The current impasse is nicely articulated in the EU Parliament's resolution of 20 May 2021 on Chinese countersanctions on EU entities and MEPs and MPs (2021/2644(RSP)).  Here the EU has encountered an imperial order which believes itself not merely a match for but perhaps a superior order to that of the EU.  That inverts the operational premises that drives the EU order.  It was thus not surprising to see the reaction of European elites when an imperial order (not the United States) would presume to assert the sort of sovereign prerogatives that the EU assumed was beyond its power.

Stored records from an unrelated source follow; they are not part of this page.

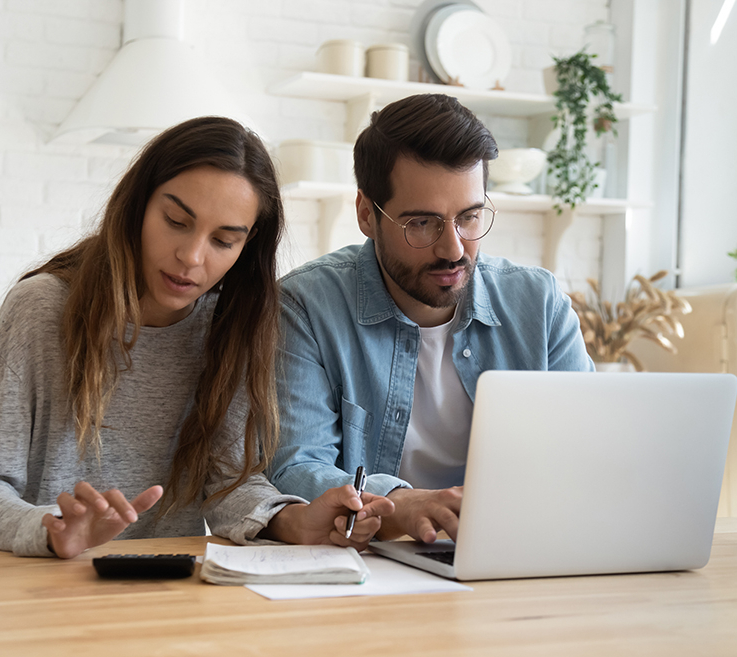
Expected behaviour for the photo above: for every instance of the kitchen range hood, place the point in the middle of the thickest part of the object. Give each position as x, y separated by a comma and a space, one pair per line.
155, 81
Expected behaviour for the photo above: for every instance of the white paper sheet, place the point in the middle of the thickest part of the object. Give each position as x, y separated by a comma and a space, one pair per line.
387, 578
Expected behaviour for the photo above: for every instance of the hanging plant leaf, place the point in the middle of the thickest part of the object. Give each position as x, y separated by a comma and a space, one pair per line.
580, 82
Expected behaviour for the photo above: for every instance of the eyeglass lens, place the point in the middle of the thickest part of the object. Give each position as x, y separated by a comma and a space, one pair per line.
424, 231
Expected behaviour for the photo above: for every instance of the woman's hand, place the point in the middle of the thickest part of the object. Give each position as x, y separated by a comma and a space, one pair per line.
324, 519
90, 518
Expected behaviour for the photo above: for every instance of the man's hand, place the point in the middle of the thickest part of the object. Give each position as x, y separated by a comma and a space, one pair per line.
90, 518
421, 513
323, 520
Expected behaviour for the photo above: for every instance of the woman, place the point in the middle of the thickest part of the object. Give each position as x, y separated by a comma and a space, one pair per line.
145, 354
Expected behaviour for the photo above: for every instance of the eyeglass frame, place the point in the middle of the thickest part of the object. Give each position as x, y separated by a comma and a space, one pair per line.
445, 221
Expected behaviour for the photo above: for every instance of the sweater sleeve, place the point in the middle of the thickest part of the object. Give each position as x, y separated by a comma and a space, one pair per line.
21, 530
244, 512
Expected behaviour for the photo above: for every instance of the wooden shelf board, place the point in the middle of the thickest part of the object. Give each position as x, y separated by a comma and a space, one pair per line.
342, 88
315, 191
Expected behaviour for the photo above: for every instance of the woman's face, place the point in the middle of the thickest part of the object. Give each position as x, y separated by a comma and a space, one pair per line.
194, 228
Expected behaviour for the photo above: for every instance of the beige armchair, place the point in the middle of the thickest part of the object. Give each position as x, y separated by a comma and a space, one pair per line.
709, 345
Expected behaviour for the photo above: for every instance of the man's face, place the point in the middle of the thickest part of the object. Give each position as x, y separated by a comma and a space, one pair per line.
426, 283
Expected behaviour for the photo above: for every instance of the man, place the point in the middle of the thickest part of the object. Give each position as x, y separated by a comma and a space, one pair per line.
384, 343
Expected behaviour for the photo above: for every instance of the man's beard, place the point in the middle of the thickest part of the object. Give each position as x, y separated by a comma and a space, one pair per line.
410, 281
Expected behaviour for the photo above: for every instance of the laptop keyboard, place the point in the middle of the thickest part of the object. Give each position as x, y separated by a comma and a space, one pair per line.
444, 556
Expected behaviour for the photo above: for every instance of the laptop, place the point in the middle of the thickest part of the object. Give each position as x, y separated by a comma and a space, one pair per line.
572, 473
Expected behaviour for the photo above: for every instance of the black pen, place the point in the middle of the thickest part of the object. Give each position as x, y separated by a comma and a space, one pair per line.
359, 484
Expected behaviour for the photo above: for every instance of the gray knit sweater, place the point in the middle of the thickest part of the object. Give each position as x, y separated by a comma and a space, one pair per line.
38, 451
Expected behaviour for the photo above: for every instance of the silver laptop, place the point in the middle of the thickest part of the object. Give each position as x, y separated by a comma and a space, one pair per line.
573, 473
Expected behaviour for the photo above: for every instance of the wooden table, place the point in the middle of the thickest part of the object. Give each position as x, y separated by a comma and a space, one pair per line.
55, 608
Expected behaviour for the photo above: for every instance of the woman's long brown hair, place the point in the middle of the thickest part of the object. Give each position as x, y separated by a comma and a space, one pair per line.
104, 274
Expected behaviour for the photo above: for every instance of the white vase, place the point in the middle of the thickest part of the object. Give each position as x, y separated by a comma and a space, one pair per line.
623, 366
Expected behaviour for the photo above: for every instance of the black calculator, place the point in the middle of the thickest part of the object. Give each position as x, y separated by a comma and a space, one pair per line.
145, 566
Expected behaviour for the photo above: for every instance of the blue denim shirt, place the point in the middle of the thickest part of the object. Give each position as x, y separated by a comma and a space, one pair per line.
346, 370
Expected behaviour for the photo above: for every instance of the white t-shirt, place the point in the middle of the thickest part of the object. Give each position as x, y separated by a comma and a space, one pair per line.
434, 453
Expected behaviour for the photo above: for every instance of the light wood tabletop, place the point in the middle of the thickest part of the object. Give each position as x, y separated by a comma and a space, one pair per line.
56, 608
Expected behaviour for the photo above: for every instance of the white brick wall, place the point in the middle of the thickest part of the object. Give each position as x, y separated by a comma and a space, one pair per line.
52, 50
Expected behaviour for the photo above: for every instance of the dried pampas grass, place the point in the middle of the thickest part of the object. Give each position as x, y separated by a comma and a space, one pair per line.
646, 312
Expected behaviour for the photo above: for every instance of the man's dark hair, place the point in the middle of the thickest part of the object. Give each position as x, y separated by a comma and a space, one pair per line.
432, 128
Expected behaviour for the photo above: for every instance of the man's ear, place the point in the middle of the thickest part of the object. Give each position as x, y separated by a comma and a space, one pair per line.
365, 214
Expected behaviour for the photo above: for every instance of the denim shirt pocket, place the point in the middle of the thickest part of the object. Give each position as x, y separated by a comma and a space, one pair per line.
356, 426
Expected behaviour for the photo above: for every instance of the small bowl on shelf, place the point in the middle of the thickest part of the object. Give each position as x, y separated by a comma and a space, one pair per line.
514, 168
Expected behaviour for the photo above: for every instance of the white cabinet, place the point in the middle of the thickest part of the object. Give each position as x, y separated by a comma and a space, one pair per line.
363, 95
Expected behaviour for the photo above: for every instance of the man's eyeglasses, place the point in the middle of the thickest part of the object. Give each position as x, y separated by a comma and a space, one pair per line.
421, 232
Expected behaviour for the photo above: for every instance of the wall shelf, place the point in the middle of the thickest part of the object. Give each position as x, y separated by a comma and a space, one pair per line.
343, 88
363, 95
335, 198
307, 190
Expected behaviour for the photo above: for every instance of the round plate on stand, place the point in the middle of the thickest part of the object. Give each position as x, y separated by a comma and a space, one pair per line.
418, 27
473, 49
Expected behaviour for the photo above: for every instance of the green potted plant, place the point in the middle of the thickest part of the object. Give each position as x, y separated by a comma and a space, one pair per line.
582, 95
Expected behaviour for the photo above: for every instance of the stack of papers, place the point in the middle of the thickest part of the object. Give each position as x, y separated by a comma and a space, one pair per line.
282, 564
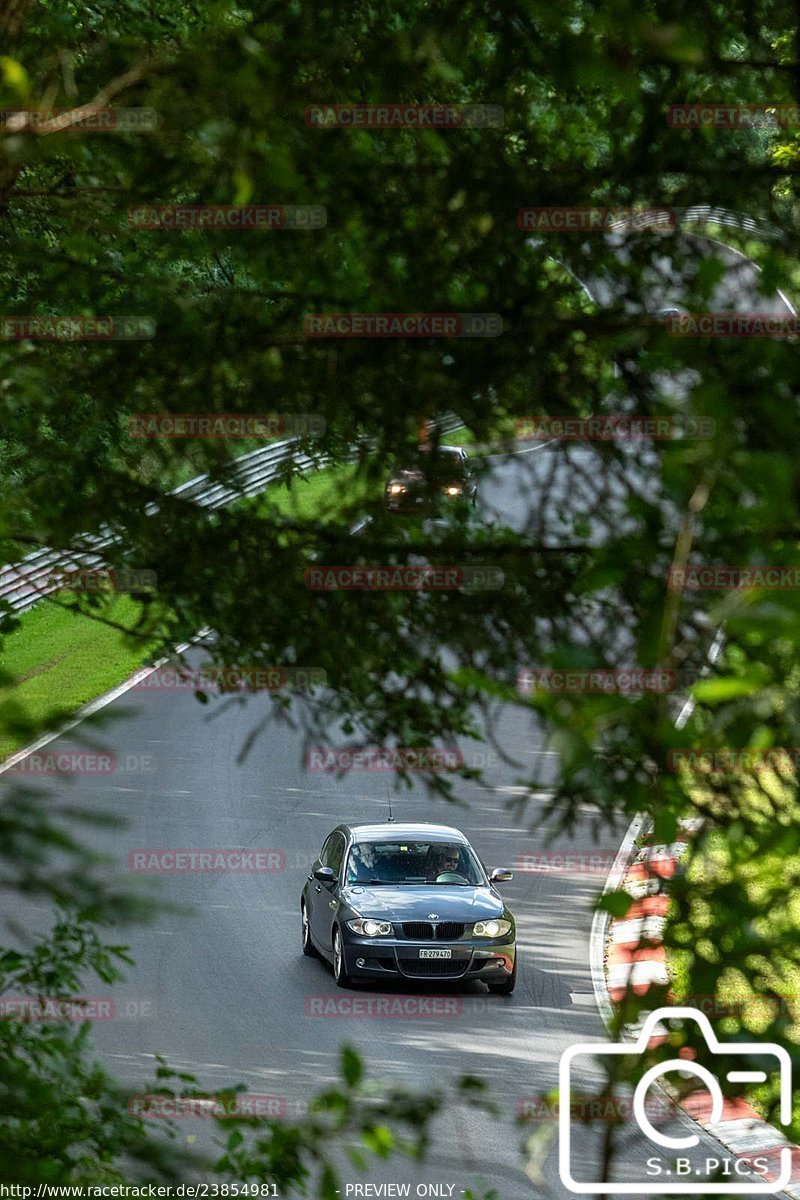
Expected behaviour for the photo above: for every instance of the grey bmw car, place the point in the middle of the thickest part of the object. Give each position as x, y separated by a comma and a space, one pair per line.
408, 901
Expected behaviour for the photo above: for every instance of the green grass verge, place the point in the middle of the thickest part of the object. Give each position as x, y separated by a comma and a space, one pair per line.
60, 660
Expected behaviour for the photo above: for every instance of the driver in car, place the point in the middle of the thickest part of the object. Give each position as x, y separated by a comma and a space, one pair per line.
443, 859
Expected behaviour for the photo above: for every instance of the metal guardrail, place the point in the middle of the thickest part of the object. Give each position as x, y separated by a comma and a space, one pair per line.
22, 585
729, 220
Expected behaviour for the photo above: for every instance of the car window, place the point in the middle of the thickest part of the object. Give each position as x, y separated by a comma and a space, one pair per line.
414, 863
332, 852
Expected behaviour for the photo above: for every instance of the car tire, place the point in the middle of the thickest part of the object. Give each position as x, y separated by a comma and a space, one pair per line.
307, 945
340, 970
507, 985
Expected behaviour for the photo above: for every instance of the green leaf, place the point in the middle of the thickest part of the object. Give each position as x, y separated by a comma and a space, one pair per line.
618, 904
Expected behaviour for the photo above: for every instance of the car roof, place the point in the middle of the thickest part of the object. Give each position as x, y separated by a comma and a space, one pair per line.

3. Reaffirms that fundamental freedoms, freedom of expression, free participation in decision-making processes, academic freedom and the defence of human rights are pillars of our democracies and that these values will never be compromised in EU-China relations; stresses that intimidation attempts are futile and that, as elected Members of the European Parliament, we will continue to actively and unabatedly denounce and work on human rights violations and breaches of international law, and to urge the EU to keep respect for human rights at the core of all its external policies; considers these attacks from China to be a manifestation of the systemic rivalry dimension of EU-China relations;

4. Strongly condemns this new attempt, and previous attempts, by the Chinese state and non-state actors to interfere in the democratic life of the European Union and of its Member States and spread disinformation in public debates; considers the sanctions to be part of an effort to police speech about China worldwide and to determine what kind of speech and discussions would be allowed globally, and sees this effort as part of a totalitarian threat; (resolution of 20 May 2021 on Chinese countersanctions on EU entities and MEPs and MPs (2021/2644(RSP))

The Resolution provides an enormously powerful statement of both the EU's position and the fundamentals of its normative presumptions that both shape and drive its own system.  It suggests the fundamental compatibilities not just between its core and that of the Chinese system, bit also the way in which both interpretive communities are incapable of investing a shared meaning on events. And ultimately it may shape the way in which Europe also begins, in its own way, to decouple from its Chinese engagement.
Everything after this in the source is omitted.